The economic crisis didn't surprise Dr. Henry Kaufman; he just thought it would've come much sooner.
One of the country's leading economists and financial consultants, Kaufman recalls speaking at a conference sponsored by the Federal Reserve in Jackson Hole, Wyo., in 1984, when he warned folks about the growing sophistication and opacity of our financial system, which he felt demanded new supervision and regulations. He didn't find many people at the time were listening.
Having grown up right before World War II in Germany during the Depression, Kaufman, now 81, reminds us that people of his generation have always feared risk more than current business and public leaders do. Thus, they look differently at quantitative managers who believe they have derived foolproof methods for sidestepping economic meltdowns and at financial regulators who embrace the oxymoronic concept of "laissez-faire oversight."

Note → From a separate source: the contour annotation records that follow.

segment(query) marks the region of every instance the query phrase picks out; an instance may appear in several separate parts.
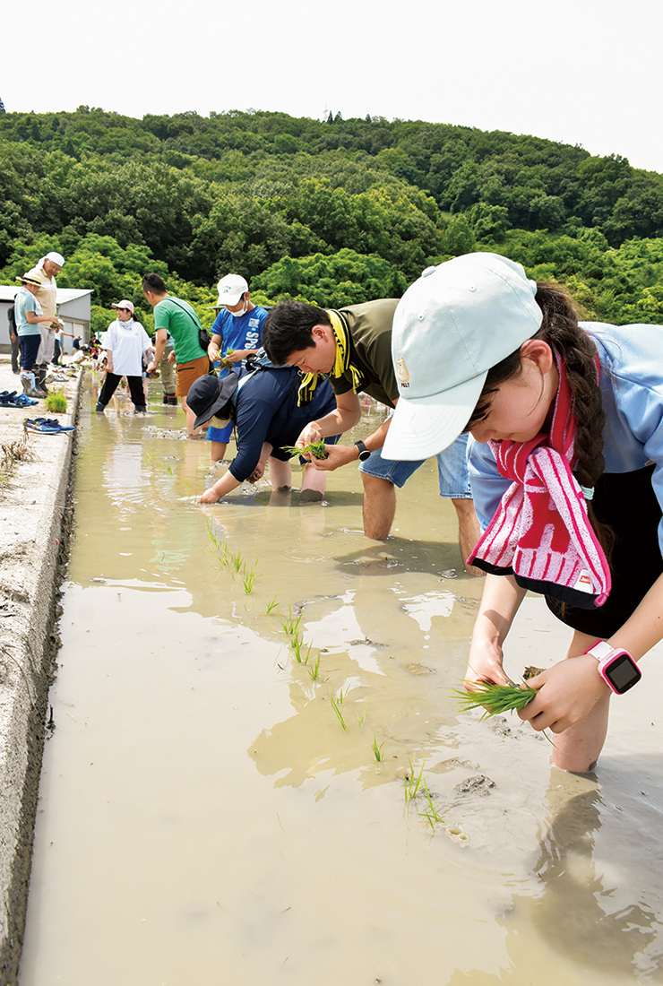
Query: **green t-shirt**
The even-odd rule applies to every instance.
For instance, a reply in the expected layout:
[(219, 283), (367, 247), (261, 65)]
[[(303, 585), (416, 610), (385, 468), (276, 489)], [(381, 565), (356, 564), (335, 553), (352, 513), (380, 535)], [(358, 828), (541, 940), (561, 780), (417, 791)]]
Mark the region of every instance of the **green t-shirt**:
[[(391, 360), (391, 323), (397, 305), (396, 298), (382, 298), (339, 310), (350, 326), (350, 362), (364, 376), (362, 391), (387, 407), (393, 407), (398, 398), (398, 385)], [(334, 393), (347, 393), (353, 388), (349, 370), (341, 377), (329, 374), (329, 383)]]
[(188, 302), (166, 295), (155, 305), (155, 331), (165, 328), (174, 340), (175, 363), (190, 363), (206, 351), (198, 341), (200, 321)]

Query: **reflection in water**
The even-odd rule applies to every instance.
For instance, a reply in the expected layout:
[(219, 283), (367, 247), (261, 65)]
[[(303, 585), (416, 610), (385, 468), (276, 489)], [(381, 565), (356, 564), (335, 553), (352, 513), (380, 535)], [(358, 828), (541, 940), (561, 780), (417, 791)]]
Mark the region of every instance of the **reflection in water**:
[[(434, 463), (366, 542), (356, 469), (201, 508), (206, 444), (120, 405), (80, 426), (21, 986), (660, 982), (663, 663), (597, 778), (551, 772), (519, 720), (456, 711), (482, 587)], [(564, 640), (527, 599), (509, 672)]]

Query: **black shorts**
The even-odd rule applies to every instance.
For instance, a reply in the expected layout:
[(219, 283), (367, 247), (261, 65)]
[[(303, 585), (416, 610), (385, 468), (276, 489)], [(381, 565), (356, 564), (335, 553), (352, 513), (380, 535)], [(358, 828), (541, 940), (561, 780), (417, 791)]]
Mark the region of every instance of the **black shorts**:
[(635, 472), (604, 473), (594, 489), (596, 517), (615, 535), (610, 557), (612, 589), (602, 606), (580, 609), (546, 597), (563, 623), (605, 640), (626, 623), (663, 572), (658, 545), (661, 508), (651, 485), (653, 465)]

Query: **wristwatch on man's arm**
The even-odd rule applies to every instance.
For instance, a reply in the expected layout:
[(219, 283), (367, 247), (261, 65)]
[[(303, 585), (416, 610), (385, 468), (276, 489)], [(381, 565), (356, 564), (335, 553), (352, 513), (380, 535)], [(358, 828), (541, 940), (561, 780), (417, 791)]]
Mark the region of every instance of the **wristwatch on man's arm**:
[(616, 695), (623, 695), (642, 677), (629, 652), (621, 647), (611, 647), (605, 640), (597, 640), (584, 653), (596, 658), (599, 674)]
[(355, 442), (355, 445), (360, 450), (360, 462), (365, 462), (366, 458), (370, 458), (370, 453), (361, 439), (359, 442)]

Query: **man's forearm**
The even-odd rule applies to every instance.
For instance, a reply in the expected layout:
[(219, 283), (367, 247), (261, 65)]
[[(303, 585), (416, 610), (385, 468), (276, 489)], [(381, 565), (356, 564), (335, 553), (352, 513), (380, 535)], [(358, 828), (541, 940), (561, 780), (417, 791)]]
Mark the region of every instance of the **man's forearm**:
[(166, 345), (167, 343), (168, 337), (165, 333), (160, 336), (159, 332), (155, 335), (155, 357), (153, 363), (161, 363), (164, 353), (166, 352)]

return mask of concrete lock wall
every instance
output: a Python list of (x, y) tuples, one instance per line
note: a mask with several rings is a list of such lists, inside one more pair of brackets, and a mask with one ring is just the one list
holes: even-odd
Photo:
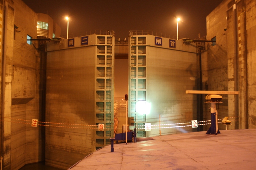
[[(131, 35), (129, 43), (130, 129), (159, 124), (159, 115), (161, 124), (196, 119), (196, 95), (185, 94), (196, 89), (195, 45), (151, 35)], [(159, 130), (140, 130), (138, 135), (157, 135)], [(162, 134), (193, 131), (191, 127), (161, 130)]]
[(21, 0), (4, 3), (0, 5), (1, 119), (4, 121), (1, 152), (4, 169), (15, 170), (44, 159), (41, 127), (32, 127), (31, 122), (24, 124), (27, 122), (19, 120), (40, 119), (42, 115), (41, 58), (37, 42), (27, 43), (27, 35), (36, 38), (36, 14)]
[[(84, 37), (68, 39), (74, 43), (70, 47), (67, 39), (47, 43), (46, 122), (113, 125), (114, 37), (85, 37), (84, 45)], [(110, 144), (110, 127), (103, 131), (97, 126), (79, 127), (46, 128), (47, 165), (67, 168)]]
[[(251, 0), (223, 1), (206, 18), (207, 39), (216, 36), (216, 43), (206, 45), (202, 55), (205, 89), (239, 92), (238, 96), (222, 95), (224, 103), (219, 105), (220, 118), (239, 117), (229, 129), (256, 126), (255, 3)], [(208, 114), (207, 107), (205, 115)], [(225, 128), (223, 125), (219, 127)]]

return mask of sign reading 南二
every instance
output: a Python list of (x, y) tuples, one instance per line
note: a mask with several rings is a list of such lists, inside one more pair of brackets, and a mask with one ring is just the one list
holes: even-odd
[(150, 131), (151, 130), (151, 123), (145, 123), (145, 131)]
[(88, 36), (82, 37), (81, 37), (81, 45), (88, 45)]
[(197, 128), (198, 126), (197, 125), (197, 120), (194, 120), (191, 121), (192, 123), (192, 127), (193, 128)]
[(69, 39), (68, 40), (68, 47), (74, 47), (74, 41), (75, 39), (74, 38)]
[(162, 38), (155, 37), (155, 45), (158, 46), (162, 46)]
[(169, 39), (169, 47), (176, 48), (176, 41), (174, 40)]
[(104, 131), (104, 123), (99, 123), (98, 126), (100, 131)]

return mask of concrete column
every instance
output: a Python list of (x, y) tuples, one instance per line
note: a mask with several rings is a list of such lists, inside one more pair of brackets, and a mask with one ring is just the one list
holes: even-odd
[[(236, 26), (236, 5), (227, 11), (227, 31), (228, 63), (228, 89), (229, 91), (237, 91), (238, 65), (237, 55), (237, 36)], [(237, 97), (235, 95), (228, 95), (228, 116), (238, 115)], [(228, 126), (229, 129), (237, 129), (237, 122)]]
[[(13, 5), (13, 4), (12, 4)], [(11, 117), (12, 80), (13, 54), (14, 9), (12, 4), (5, 2), (4, 10), (4, 31), (2, 44), (2, 117)], [(2, 118), (2, 119), (3, 119)], [(9, 119), (3, 118), (10, 121)], [(4, 158), (4, 169), (11, 168), (11, 123), (2, 122), (1, 128), (1, 155)]]

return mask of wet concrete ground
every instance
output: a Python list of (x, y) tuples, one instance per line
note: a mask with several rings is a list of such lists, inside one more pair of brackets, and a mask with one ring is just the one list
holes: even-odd
[(256, 169), (256, 129), (206, 132), (115, 144), (112, 152), (107, 146), (70, 169)]

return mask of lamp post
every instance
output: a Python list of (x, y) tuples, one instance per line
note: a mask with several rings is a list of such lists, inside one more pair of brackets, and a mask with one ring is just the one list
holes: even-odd
[(179, 28), (179, 21), (180, 20), (180, 18), (177, 18), (177, 40), (179, 40), (179, 29), (178, 29)]
[(67, 17), (66, 18), (66, 19), (68, 20), (68, 30), (67, 31), (67, 39), (68, 39), (68, 17)]

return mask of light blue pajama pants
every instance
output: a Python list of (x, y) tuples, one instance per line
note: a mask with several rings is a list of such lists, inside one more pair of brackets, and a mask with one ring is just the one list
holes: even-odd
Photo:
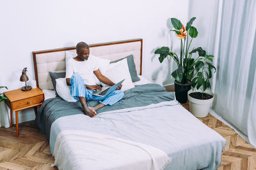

Most worrisome to Kaufman has been the creation of mammoth financial conglomerates with huge balance sheets and thin capital bases that have magnified the debt problem with their heedless distribution of credit. These companies' balance sheet problems have now blurred analysts' measure of their solvency.
"Liquidity has come to mean your capacity to borrow," Kaufman says, "and that has led to an extraordinary change in business and household finance." The subsequent explosion of securitizations, credit derivatives and soaring leverage has created far less transparent, more vulnerable and less stable institutions.
These trends should have stoked fears, but Kaufman believes that our ability over the past half century to thwart crisis and stave off depressions has given us an unrealistic sense of confidence in deregulation and the relentless upward bias of markets.
He points to a series of economic failures in the 1990s: Southeast Asia's currency collapse, Russia's debt default and the economic turmoil across Latin America. "These crises were definable in geographic and financial terms," says Kaufman. Though these events involved hundreds of billions of dollars, they were relatively transparent and quantifiable. Because the world's major economies took only glancing hits, by and large many developed market companies, governments and investors were not crippled by these events.
Something Different
But today's crisis is systemic and embedded in the world's major financial centers of New York, London, Paris and Frankfurt. And its potential dimensions are very hard to measure because financial dysfunction has metastasized globally through the explosion of debt, derivatives and securitized obligations. "We can't accurately measure the scale of the problem," says Kaufman, "because underlying valuations are so uncertain, creating markets that are increasingly opaque."
Some observers may find comfort in the lessons learned from the Great Depression. But Kaufman warns that we shouldn't place too much solace in that experience. "Things were a lot less complex in the 1930s," he says. "Sure there were monetary and fiscal policy mistakes that made matters worse back then, and we aren't repeating the same missteps today. But remember at the time there were no financial derivatives, the dimensions of lending and investing were much more transparent, and domestic economies were more definable."
Kaufman is currently reading The Lords of Finance, Liaquat Ahamed's history of central bankers from London, Paris, Berlin and Washington, D.C., in the aftermath of World War I, which left the Western world in economic turmoil. Ahamed argues that the bankers' well-intentioned missteps, including the strong desire to maintain the gold standard, arguably contributed to the Great Depression by inadvertently restricting the policy response to collapsing economies.